FIG. 1 is a longitudinal sectional front view showing an embodiment of a hydrodynamic bearing device according to the present invention, FIG. 2 is a longitudinal sectional front view showing another embodiment, and FIG. 3 is a graph showing the results of a wear test. 1... cylinder, 2... sphere,
3...Shaft, 4...Radial bearing surface, 5...Dynamic pressure generation groove, 6...
... Thrust plate, 7... Spherical part, Fig. 1 Fig. 2 Fig. 3 Standard heat treated product f2 Nitrogen treated product Salt bath nitrided product

Claims (2)

[Claims] (1) In a hydrodynamic bearing device in which a dynamic pressure generating groove is formed on one side of the opposing surfaces of a rotating body that rotates at high speed and a bearing member that rotatably supports the rotating body, the thrust bearing surface of the rotating body and the bearing member is provided with a hydrodynamic groove.
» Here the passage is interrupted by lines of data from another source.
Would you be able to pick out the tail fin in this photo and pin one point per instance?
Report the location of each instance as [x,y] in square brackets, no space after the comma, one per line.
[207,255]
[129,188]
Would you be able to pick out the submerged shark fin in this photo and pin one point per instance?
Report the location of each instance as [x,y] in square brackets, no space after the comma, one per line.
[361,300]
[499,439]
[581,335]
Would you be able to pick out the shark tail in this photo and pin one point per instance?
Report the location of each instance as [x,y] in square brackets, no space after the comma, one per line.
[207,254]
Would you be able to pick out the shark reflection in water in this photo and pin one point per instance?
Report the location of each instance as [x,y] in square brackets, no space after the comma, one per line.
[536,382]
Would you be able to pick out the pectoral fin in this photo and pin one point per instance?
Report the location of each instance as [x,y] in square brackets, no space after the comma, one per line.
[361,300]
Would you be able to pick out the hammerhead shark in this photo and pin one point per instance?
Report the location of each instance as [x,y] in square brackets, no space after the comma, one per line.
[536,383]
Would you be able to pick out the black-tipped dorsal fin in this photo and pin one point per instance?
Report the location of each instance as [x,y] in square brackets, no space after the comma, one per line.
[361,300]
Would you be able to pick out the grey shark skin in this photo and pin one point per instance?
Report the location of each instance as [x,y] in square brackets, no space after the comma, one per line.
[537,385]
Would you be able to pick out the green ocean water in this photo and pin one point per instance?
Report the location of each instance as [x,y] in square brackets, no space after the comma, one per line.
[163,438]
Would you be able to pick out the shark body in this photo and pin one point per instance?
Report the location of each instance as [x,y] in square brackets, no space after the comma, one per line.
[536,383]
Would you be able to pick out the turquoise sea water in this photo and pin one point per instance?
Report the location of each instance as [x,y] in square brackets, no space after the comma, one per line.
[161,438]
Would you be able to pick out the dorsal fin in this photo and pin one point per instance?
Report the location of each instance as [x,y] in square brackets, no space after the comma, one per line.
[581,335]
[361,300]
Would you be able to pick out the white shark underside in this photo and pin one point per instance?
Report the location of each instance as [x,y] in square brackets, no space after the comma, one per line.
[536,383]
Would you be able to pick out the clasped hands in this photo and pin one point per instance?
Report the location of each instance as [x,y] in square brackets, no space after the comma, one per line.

A dynamic pressure bearing device characterized by being subjected to salt bath nitriding treatment. (2) The dynamic pressure according to claim (1), characterized in that the thrust bearing surface of the rotating body is contacted and supported by the thrust bearing surface of the bearing member, and at least one of the thrust bearing surfaces is formed of stainless steel. Bearing device.